To comfort himself and ostensibly to present his wife to the world as a strong, independent woman who lived by her own rules, Wollstonecraft’s husband wrote and then published Memoirs of the Author of “A Vindication of the Rights of Woman” four months after her death. The brief and candid biography revealed to the world that the celebrated proselytizer of virtue and excellence had conceived two daughters out of wedlock and attempted two suicides.

From thenceforth the events in her life and her life choices would overshadow the ideas in her work. As Cora Kaplan observed, “Curiously, for an author-activist adept in many genres—a career to which many feminists have aspired—up until the last quarter-century Wollstonecraft’s life has been read much more closely than her writing, which has sometimes seemed a mere pretext for telling and retelling her personal story” (2002, 247). It is true that ever since academe has embraced the cause of feminism, Wollstonecraft’s work has received much more critical attention than it had in the past. However, it is also true that what seems to continue to interest readers about Wollstonecraft is her life more than her works. Rarely does one find a critical book or article that focuses only on her work; most critics do not separate her ideas from her life.

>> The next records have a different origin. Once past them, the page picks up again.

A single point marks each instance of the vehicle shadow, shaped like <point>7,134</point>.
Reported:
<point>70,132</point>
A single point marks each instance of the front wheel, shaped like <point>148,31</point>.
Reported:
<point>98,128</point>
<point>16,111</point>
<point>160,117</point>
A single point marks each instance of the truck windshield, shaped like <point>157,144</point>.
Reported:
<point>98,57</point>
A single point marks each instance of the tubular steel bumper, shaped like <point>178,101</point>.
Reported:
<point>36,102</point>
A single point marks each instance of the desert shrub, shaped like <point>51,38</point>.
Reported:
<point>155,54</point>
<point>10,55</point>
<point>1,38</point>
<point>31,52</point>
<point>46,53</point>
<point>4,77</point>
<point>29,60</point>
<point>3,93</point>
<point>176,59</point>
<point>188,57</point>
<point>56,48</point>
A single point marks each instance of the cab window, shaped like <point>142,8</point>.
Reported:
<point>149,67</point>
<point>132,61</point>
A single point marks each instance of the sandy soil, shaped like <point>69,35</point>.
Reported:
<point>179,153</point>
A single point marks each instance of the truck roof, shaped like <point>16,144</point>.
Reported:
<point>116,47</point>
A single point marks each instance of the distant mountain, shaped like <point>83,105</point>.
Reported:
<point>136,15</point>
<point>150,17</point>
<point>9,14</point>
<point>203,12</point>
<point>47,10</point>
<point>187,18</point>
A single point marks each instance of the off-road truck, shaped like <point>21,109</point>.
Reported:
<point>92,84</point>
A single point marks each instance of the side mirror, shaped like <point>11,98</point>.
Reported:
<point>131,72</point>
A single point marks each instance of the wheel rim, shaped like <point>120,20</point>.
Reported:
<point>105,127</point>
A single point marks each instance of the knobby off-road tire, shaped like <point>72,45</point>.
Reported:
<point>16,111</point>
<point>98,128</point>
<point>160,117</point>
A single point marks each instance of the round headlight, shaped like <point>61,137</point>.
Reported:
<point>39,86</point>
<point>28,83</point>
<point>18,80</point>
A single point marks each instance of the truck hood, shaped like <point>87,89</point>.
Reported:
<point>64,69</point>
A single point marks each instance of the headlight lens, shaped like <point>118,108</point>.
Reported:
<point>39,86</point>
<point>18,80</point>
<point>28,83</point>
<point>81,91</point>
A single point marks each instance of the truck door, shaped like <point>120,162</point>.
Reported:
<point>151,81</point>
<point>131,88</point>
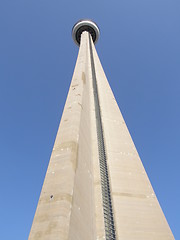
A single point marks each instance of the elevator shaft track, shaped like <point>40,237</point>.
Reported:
<point>105,185</point>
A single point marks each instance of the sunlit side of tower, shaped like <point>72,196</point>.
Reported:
<point>95,186</point>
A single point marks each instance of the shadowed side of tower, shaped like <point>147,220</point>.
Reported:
<point>95,186</point>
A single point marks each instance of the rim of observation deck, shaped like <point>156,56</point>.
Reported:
<point>85,25</point>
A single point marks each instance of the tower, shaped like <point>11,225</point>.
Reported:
<point>95,186</point>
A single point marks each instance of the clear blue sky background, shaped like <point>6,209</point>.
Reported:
<point>139,48</point>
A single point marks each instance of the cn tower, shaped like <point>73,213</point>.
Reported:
<point>95,186</point>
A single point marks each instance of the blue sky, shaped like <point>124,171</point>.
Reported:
<point>140,52</point>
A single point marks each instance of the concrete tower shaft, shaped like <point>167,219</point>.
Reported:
<point>95,186</point>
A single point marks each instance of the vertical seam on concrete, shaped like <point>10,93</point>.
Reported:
<point>105,185</point>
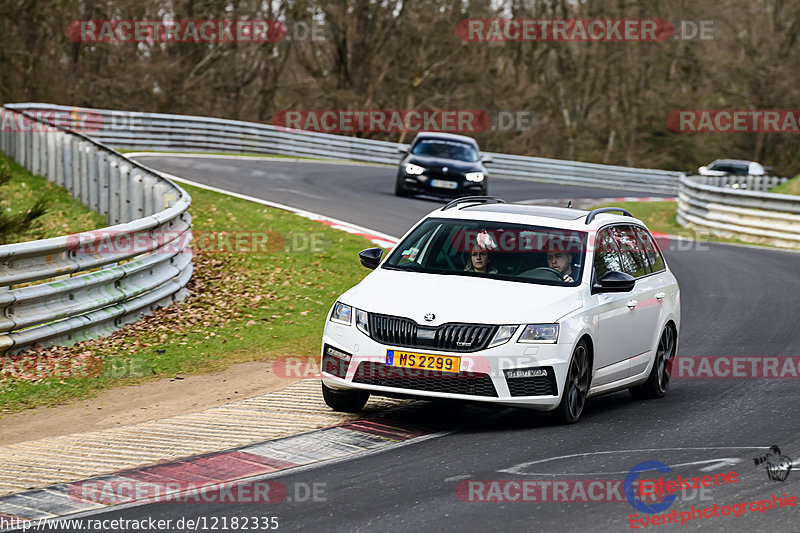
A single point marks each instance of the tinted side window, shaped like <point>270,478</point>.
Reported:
<point>651,251</point>
<point>606,257</point>
<point>634,261</point>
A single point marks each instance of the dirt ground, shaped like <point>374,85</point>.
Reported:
<point>140,403</point>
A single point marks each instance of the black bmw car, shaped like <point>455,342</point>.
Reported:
<point>442,164</point>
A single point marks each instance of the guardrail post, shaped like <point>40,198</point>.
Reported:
<point>121,191</point>
<point>136,204</point>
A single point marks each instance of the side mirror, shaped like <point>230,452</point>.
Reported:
<point>371,257</point>
<point>614,281</point>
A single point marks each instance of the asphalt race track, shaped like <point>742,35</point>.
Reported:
<point>736,301</point>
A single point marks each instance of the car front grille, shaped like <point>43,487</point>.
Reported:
<point>399,331</point>
<point>336,366</point>
<point>534,386</point>
<point>467,383</point>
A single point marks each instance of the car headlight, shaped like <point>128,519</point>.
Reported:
<point>503,334</point>
<point>342,313</point>
<point>539,333</point>
<point>414,170</point>
<point>362,321</point>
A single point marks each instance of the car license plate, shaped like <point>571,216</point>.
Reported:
<point>442,184</point>
<point>422,361</point>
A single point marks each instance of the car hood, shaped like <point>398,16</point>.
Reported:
<point>454,298</point>
<point>436,163</point>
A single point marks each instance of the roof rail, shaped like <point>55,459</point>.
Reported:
<point>476,199</point>
<point>599,210</point>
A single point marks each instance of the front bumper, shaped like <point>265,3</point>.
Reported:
<point>482,377</point>
<point>423,184</point>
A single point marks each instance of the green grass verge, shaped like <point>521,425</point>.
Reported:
<point>242,307</point>
<point>63,213</point>
<point>790,187</point>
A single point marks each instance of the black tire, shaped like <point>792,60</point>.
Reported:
<point>345,401</point>
<point>399,190</point>
<point>658,381</point>
<point>576,386</point>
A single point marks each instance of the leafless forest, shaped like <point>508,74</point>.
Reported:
<point>591,101</point>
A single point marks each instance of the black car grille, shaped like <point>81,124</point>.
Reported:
<point>467,383</point>
<point>398,331</point>
<point>534,386</point>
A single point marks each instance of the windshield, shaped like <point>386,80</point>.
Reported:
<point>512,252</point>
<point>445,149</point>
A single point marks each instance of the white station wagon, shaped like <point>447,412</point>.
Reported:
<point>516,305</point>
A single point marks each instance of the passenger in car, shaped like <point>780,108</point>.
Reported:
<point>561,261</point>
<point>480,260</point>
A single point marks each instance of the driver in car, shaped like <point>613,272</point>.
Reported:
<point>479,259</point>
<point>561,261</point>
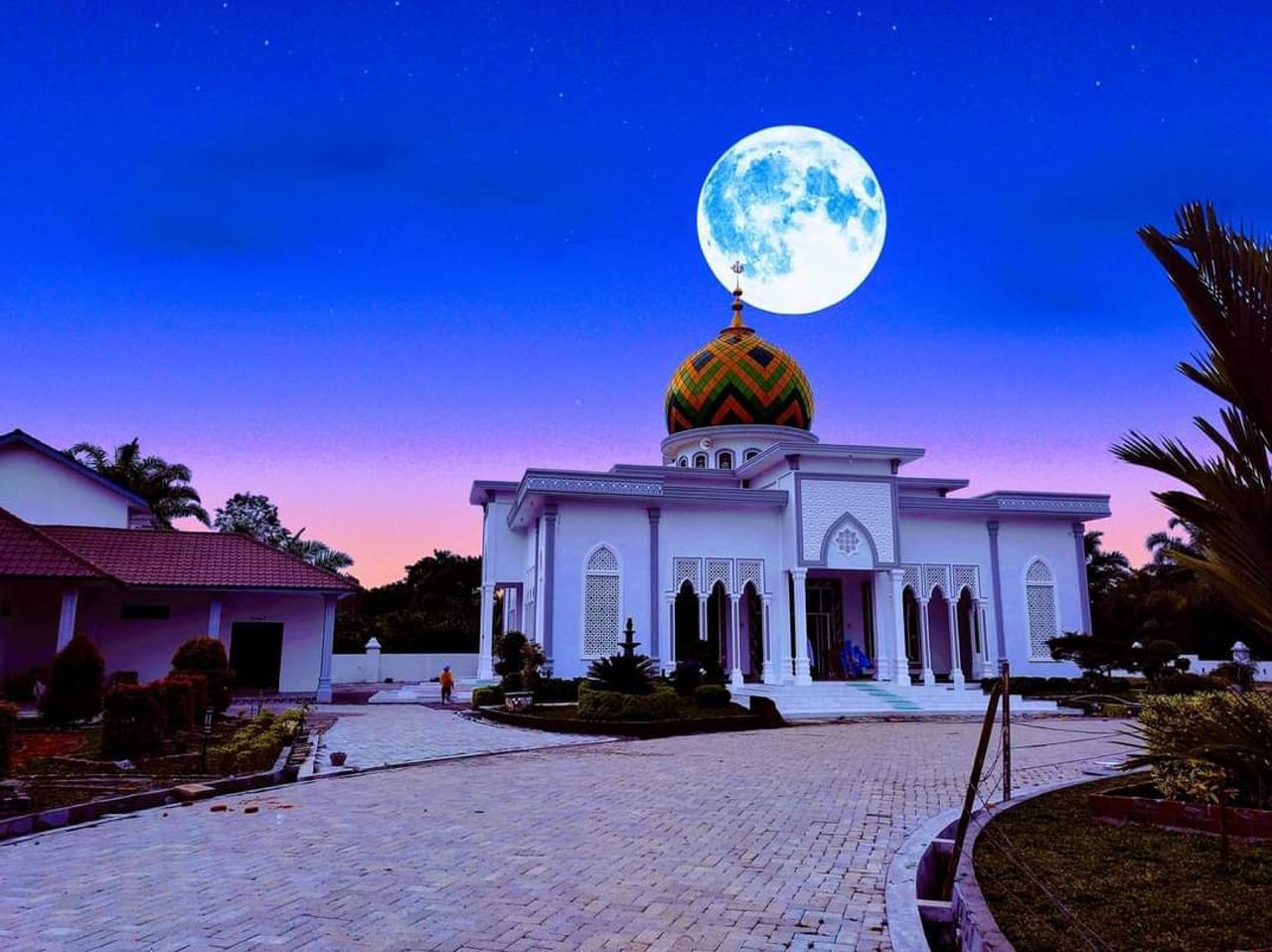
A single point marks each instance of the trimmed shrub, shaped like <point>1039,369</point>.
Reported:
<point>686,677</point>
<point>599,704</point>
<point>132,720</point>
<point>8,725</point>
<point>76,684</point>
<point>712,697</point>
<point>626,674</point>
<point>556,690</point>
<point>207,656</point>
<point>487,697</point>
<point>1211,747</point>
<point>199,693</point>
<point>178,695</point>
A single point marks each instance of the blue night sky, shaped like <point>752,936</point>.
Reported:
<point>357,254</point>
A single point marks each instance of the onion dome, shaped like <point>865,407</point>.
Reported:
<point>739,379</point>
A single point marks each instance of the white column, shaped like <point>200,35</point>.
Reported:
<point>734,642</point>
<point>668,634</point>
<point>328,639</point>
<point>770,671</point>
<point>372,661</point>
<point>899,660</point>
<point>926,643</point>
<point>67,619</point>
<point>955,648</point>
<point>214,619</point>
<point>485,663</point>
<point>989,651</point>
<point>803,675</point>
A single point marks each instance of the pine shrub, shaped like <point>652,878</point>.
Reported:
<point>134,717</point>
<point>76,684</point>
<point>207,656</point>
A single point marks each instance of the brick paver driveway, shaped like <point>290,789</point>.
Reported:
<point>773,839</point>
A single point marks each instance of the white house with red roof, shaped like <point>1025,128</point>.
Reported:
<point>78,555</point>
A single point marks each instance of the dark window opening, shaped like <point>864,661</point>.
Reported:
<point>145,612</point>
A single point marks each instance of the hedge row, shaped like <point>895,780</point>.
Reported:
<point>136,717</point>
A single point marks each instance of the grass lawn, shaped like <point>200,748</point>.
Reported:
<point>1135,888</point>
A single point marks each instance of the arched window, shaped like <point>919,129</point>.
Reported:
<point>602,603</point>
<point>1040,604</point>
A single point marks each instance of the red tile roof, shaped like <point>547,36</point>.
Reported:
<point>176,558</point>
<point>26,552</point>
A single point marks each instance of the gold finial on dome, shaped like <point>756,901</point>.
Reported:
<point>738,267</point>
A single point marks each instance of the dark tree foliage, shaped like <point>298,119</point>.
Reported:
<point>432,608</point>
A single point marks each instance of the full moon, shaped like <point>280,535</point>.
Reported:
<point>802,210</point>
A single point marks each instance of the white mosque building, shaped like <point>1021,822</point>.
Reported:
<point>803,567</point>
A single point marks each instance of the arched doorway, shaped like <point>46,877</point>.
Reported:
<point>968,637</point>
<point>752,617</point>
<point>717,630</point>
<point>939,633</point>
<point>913,631</point>
<point>687,644</point>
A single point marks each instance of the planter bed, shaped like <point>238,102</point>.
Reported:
<point>132,802</point>
<point>1137,888</point>
<point>561,719</point>
<point>1144,805</point>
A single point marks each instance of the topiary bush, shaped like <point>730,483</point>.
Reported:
<point>557,690</point>
<point>598,704</point>
<point>132,720</point>
<point>8,725</point>
<point>625,674</point>
<point>76,684</point>
<point>178,695</point>
<point>487,697</point>
<point>1211,747</point>
<point>712,697</point>
<point>207,656</point>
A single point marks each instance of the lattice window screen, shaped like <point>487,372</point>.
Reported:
<point>603,560</point>
<point>600,615</point>
<point>686,570</point>
<point>967,576</point>
<point>720,570</point>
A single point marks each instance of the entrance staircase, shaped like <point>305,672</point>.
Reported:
<point>839,699</point>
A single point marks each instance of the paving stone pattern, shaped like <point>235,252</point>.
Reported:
<point>763,840</point>
<point>396,733</point>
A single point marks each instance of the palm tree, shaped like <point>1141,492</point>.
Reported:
<point>317,554</point>
<point>166,486</point>
<point>1105,569</point>
<point>1225,280</point>
<point>1164,545</point>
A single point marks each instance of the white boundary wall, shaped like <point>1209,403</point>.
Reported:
<point>372,667</point>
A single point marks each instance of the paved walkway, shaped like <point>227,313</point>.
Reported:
<point>766,840</point>
<point>381,734</point>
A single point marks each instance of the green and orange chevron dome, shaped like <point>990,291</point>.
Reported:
<point>738,379</point>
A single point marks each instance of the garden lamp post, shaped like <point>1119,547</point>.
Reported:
<point>209,713</point>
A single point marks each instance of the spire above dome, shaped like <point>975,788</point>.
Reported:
<point>739,380</point>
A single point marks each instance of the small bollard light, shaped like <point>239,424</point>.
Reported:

Unfortunately, because of Memoirs, Wollstonecraft became “an object lesson on the dangers of feminist ideas and ideals—as if a woman could not live in the world, she advocated but had no problems in the one she opposed” (Davidson 1986, 132). Reviews, poems, essays, and sermons were written to denounce her, similar to the view published in The European Magazine and London Review:

Such was the catastrophe of a female philosopher of the new order; such the events of her life; and such the apology for her conduct. It will be read with disgust by every female who has pretensions to delicacy; with detestation by everyone attached to the interests of religion and morality; and with indignation by anyone who might feel any regard for the unhappy woman, whole frailties should have been buried with oblivion.

(1798, 251)

A Presbyterian theologian at Princeton Theological Seminary conceded that Rights of Woman was ingenious, but her “licentious practice renders her memory odious to every friend of virtue” (Miller 1803, 284).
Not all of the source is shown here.